Short-Term Urban Rail Passenger Flow Prediction using TCN-LSTM Model

Authors

  • Junze Li

DOI:

https://doi.org/10.54097/p83p5860

Keywords:

Short-time passenger flow; forecast; TCN-LSTM model; prediction accuracy.

Abstract

Predicting short-term passenger flow in urban rail transit systems is crucial for efficient operation and management. The TCN-LSTM model, which combines Temporal Convolutional Networks (TCNs) and Long Short-Term Memory (LSTM) networks, offers a robust solution for this task. TCNs provide an expansive receptive field, enabling the model to capture long-range dependencies and trends in passenger flow data. Meanwhile, LSTMs are adept at handling sequential data, refining the temporal features extracted by the TCN layers to account for short-term dependencies and fluctuations.

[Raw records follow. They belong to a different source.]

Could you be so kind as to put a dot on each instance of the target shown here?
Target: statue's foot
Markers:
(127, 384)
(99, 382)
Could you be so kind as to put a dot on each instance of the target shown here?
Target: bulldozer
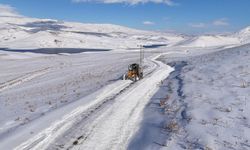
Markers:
(134, 73)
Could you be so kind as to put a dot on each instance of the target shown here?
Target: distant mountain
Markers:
(23, 32)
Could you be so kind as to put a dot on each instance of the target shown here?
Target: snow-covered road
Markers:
(105, 119)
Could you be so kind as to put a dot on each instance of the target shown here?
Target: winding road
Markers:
(106, 119)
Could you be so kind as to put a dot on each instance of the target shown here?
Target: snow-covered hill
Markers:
(23, 32)
(238, 38)
(244, 35)
(210, 40)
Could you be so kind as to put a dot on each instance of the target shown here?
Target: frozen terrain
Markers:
(61, 87)
(203, 104)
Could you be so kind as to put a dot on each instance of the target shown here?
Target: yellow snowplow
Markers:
(134, 73)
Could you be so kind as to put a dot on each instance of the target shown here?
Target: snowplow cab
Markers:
(134, 72)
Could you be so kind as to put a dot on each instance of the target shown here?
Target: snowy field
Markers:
(61, 87)
(206, 106)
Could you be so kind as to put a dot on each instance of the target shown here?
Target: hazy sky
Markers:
(188, 16)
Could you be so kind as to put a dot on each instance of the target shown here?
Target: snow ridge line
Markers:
(24, 78)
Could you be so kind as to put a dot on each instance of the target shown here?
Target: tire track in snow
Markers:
(66, 119)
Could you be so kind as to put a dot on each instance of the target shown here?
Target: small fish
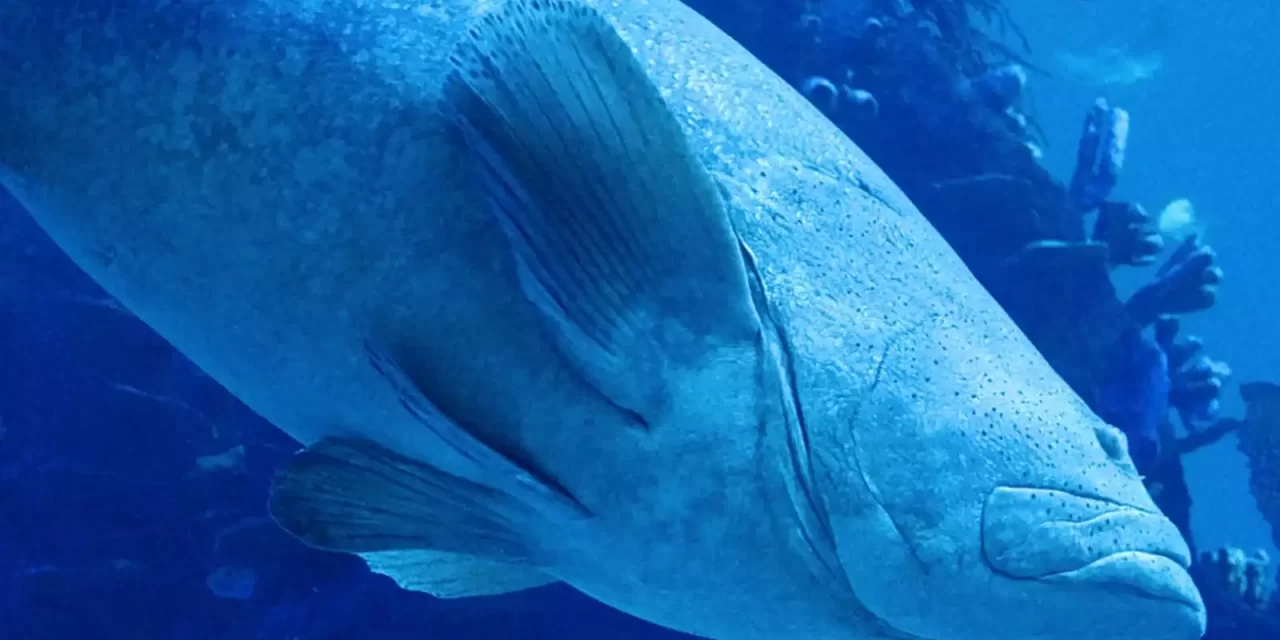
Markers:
(1176, 222)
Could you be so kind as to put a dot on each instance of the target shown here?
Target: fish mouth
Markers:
(1065, 538)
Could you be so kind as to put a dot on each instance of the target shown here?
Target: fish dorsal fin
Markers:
(621, 237)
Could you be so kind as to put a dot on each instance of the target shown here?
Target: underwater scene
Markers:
(639, 320)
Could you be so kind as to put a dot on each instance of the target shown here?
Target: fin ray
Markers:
(621, 238)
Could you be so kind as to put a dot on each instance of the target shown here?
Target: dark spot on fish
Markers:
(105, 255)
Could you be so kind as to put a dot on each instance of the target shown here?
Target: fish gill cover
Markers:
(135, 488)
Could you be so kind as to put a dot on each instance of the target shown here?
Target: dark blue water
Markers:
(133, 488)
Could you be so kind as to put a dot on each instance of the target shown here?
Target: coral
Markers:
(1185, 283)
(1238, 594)
(1258, 435)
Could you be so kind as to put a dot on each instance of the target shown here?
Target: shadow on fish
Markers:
(579, 291)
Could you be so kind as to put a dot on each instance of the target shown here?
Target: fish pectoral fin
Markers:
(620, 234)
(451, 575)
(355, 496)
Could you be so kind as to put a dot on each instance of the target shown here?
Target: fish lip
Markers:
(1051, 534)
(1160, 592)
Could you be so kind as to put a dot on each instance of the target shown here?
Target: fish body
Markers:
(580, 291)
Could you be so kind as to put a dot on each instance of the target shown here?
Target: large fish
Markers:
(577, 291)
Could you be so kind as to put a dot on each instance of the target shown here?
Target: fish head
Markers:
(970, 494)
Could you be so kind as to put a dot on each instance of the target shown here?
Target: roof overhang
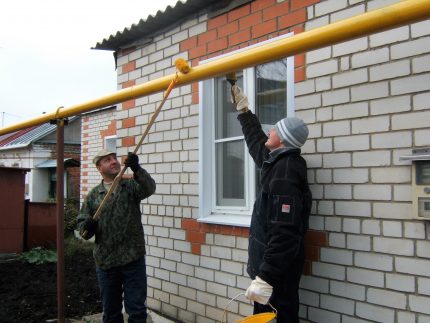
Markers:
(52, 163)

This hybrid approach leverages the strengths of both architectures, resulting in a model that can accurately predict passenger volumes, accommodating regular traffic patterns and sudden changes in rider behavior. The implementation of the TCN-LSTM model in urban rail transit systems leads to optimized train schedules, improved service efficiency, and enhanced passenger experiences. By enabling more dynamic and responsive transit management, this model plays a pivotal role in addressing the challenges of modern urban transportation.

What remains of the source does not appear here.